Я вскакиваю в половине девятого и бегу варить кофе: я твердо решила, что это воскресенье станет образцом организованности и дисциплины. Умываюсь и одеваюсь. Главное — быть выше мелочей, не дать себе погрязнуть в них. Расталкиваю детей. Бурные протесты. Вывожу гулять собаку. Завтрак — одеты все как попало. Даниэль, в одних трусах, бренчит на гитаре, сидя в кровати, на которую я ставлю поднос с завтраком. Собака бросается будить Жака. За ней с величественным видом шествуют две кошки и усаживаются рядом с блюдом, где лежат рогалики. Кончился сахар.

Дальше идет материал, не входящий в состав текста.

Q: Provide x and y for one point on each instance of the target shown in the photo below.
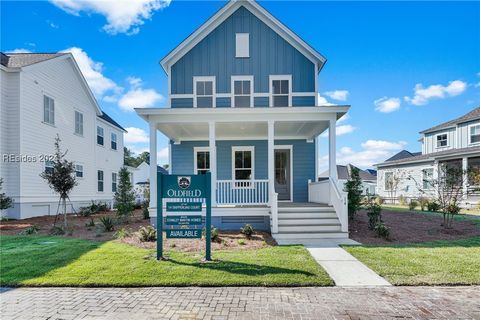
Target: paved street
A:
(242, 303)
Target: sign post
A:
(184, 211)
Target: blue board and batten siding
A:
(303, 161)
(270, 54)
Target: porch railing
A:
(242, 192)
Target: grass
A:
(433, 263)
(59, 261)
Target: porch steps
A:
(298, 224)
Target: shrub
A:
(381, 230)
(412, 205)
(57, 231)
(107, 223)
(433, 206)
(30, 230)
(247, 230)
(147, 234)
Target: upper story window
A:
(113, 143)
(48, 110)
(100, 135)
(204, 92)
(242, 45)
(475, 133)
(79, 123)
(280, 91)
(442, 140)
(242, 87)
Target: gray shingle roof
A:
(18, 60)
(472, 115)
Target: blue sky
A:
(403, 67)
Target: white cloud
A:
(123, 16)
(340, 95)
(387, 105)
(437, 91)
(92, 71)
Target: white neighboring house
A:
(456, 142)
(43, 95)
(369, 178)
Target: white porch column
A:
(332, 150)
(153, 169)
(213, 160)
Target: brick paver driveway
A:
(241, 303)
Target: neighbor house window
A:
(442, 140)
(100, 135)
(113, 142)
(48, 167)
(204, 88)
(114, 182)
(280, 91)
(427, 178)
(475, 134)
(243, 160)
(100, 181)
(48, 110)
(79, 123)
(79, 170)
(202, 160)
(242, 92)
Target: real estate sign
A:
(183, 196)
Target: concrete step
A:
(310, 228)
(317, 221)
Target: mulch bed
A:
(410, 227)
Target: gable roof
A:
(472, 115)
(227, 10)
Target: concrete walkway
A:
(342, 267)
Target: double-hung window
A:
(100, 135)
(475, 133)
(242, 87)
(204, 92)
(442, 140)
(280, 89)
(202, 160)
(113, 141)
(48, 110)
(243, 166)
(79, 123)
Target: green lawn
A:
(433, 263)
(59, 261)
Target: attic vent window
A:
(242, 45)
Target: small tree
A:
(124, 196)
(62, 178)
(354, 188)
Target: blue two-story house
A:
(243, 105)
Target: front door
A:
(282, 173)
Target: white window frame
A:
(214, 89)
(243, 148)
(436, 140)
(280, 77)
(195, 151)
(51, 113)
(242, 45)
(470, 133)
(80, 123)
(232, 89)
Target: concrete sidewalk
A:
(342, 267)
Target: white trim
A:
(204, 78)
(243, 148)
(232, 88)
(195, 151)
(270, 86)
(286, 147)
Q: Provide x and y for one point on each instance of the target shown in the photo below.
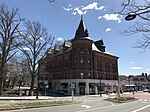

Дрозд заливается во все горло. Его слух оскорблен пением Даниэля. Полина впопыхах натянула трусы, которые ей явно велики (кстати, чьи они — Даниэля? Или Жака?), трусы доходят ей до колен и по своей конструкции явно предназначены для мужчины, тем не менее она изъявляет желание в таком виде отправиться в церковь. Я прошу детей застелить постели (по правде говоря, сильно сомневаясь в успехе). Обоснованный отказ: сначала они хотят репетировать пьесу, которую мы готовим к Рождеству: «Потом будет уже не до репетиций. А кровати могут подождать…» Подозреваю, что ждать им придется долго. Мы репетируем. Жак отказывается вставать с постели. Приступ радикулита? Пусть присмотрит за Хуанито: Долорес, отправившись, как всегда по воскресеньям, «слегка проветриться», оставила его на наше попечение, и теперь он ползает по ковру. В десять минут одиннадцатого мы спохватываемся — в церковь придется бежать бегом. Куда-то запропастился мой левый сапог: дело рук Хуанито. У Венсана на ботинке, на самом видном месте — огромная дыра.

— Надевай кеды.

— Не могу, Хуанито пустил их в воду, в ванной.

Там они и плавают. Я вылавливаю их, кладу сушить.

Венсан отправляется в церковь в дырявых ботинках, я впопыхах надеваю другие сапоги, засовываю в них брюки и становлюсь похожа на лихую наездницу. С оравой взлохмаченных детей врываюсь в церковь, Полина и здесь умудряется вертеться.

— Не люблю церковь, — объявляет она.

— Ты еще маленькая, могла и не ходить, — отвечает Альберта.

— Я не люблю церковь, но люблю Бога, — уточняет эта малолетняя еретичка.

Я возвращаюсь: одиннадцать часов. Дома все вверх дном. Так, теперь за продуктами. Потом в Батиньоль, проведать тетушку, отнести ей что-нибудь на обед, натереть Жаку поясницу перцовой мазью — в эту мазь я верю слепо, приготовить еду. Дети упорно отказываются убирать кровати.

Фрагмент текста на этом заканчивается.